Company Man

My dad was an early computer programmer with Celanese...early like mid-fifties.  (I thought there was only one computer back then and it was as big as the Mall of the Americas and could just do simple addition.)  After my mom rejected the company's move to North Carolina, he opened his own data processing shop back in Texas.  He regretted that decision almost immediately and carried that sentiment to his grave. His predominant pieces of career advice as I entered the working world were:

  • find a good company
  • put your head down and work hard
  • stay with them the rest of your life

Out of his experience it made a lot of sense and I know it was of the best of intentions, but I wore that expectation like a shroud.  More curse than blessing, it haunted me when a job change was required and imprisoned me to another after I had settled in a little too long.

The last year of departing that nest has felt more like a class IV raft ride on the Arkansas.  I've often felt like I couldn't stay in the boat for the entire ride, more than once we have lost the things we need to safely navigate the river, and I have been neck deep in the foamy white fending for my very life.  Just like a whitewater rafting ride however, I have had the time of my professional life...I wouldn't trade it for anything.

Ran into an old work acquaintance at a restaurant Sunday night.  She said there was a peace, joy, and relaxation she saw in me that she hadn't noticed in my 13 years as a "company man" with her at a bank.  Thinking of the wild ride and the releasing of control of my life that had produced that countenance change, I was reminded of Beanie (Vince Vaughn) talking about his friend Frank-the-Tank (Will Ferrell) in "Old School"...
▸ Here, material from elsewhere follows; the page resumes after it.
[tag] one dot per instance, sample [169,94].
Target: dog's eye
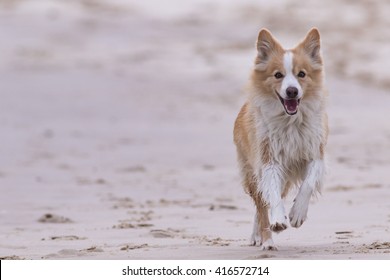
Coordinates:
[278,75]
"Frank here was staring at a white picket fence. Now he's single, he's broke, and has second-degree burns all over his body. And I see a spark in his eye that I haven't seen in fifteen years."

There is something about the struggle, the trial, the adventure of it all, that makes your heart come alive.  We work to protect our lives from the disruption and risk, but that is where life is found.  The former coworker I bumped into was acknowledging a glimmer in my eye that was completely unfamiliar to her despite working a couple of stalls down in the company barn for over a decade.
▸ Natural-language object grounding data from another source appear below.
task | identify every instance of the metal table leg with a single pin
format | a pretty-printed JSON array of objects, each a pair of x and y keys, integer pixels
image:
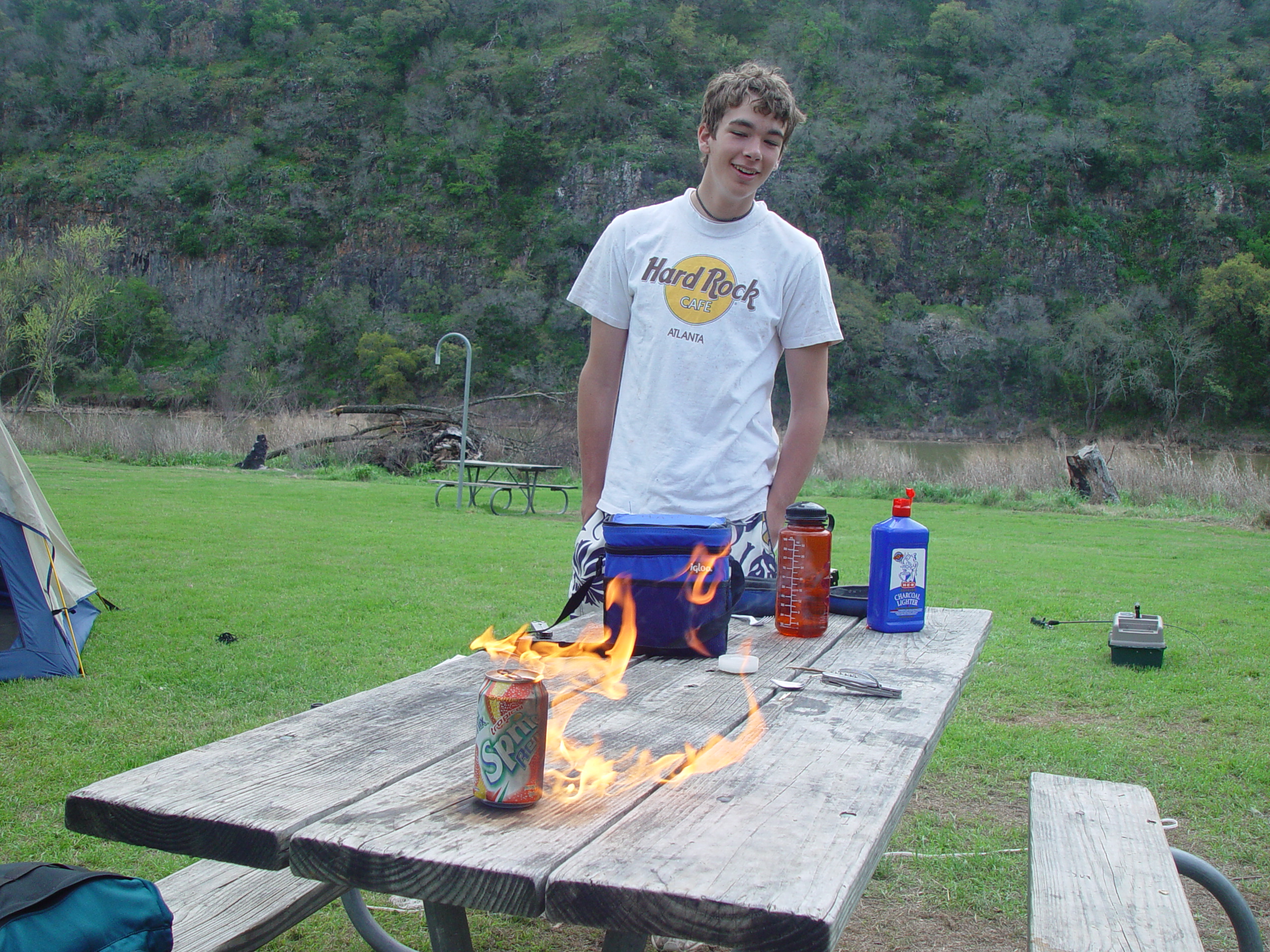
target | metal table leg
[
  {"x": 625, "y": 942},
  {"x": 447, "y": 927}
]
My wife and kids are down at the coast visiting her family for a few days.  That is my time to catch up on movies that my wife wouldn't really appreciate.  Last night was "Company Men" night.  In it you find the profiles of 4 men:

  • James Salinger (Craig T. Nelson) - guy who always lands on top and justifies the complete loss of values, the firing of thousands, and the abandoning of friends, by the success of the stock price and his payoff of hundreds of millions.
  • Gene McClary (Tommy Lee Jones) - repurposes his life and takes the bounty of his ended career to sacrifice for many others without jobs and rebuild the company they originally intended.
  • Phil Woodward (Chris Cooper) - rises from welder to corporate executive and can't accept the loss of his only identity in his unemployment (spoiler alert!) and kills himself.
  • Bobby Walker (Ben Affleck) - the financial success he finds early in his life creates a man that no one, including himself, likes any more.  His firing drives him on the journey from humiliated...and finally thoughtful.  He finds a new life and an identity that not only his family, but many others will follow in his new job.

While none of these guys are an exact parallel to my life, I can certainly find pieces of my life and journey in all of them.  The reality is that the journey is fraught with trial, calamity, and disaster...nobody gets out unscathed.  Life is determined by the response to the inevitable disruption, not the disruption.  May we all experience a "Bobby Walker" and find a some "Gene McClary" for our lives.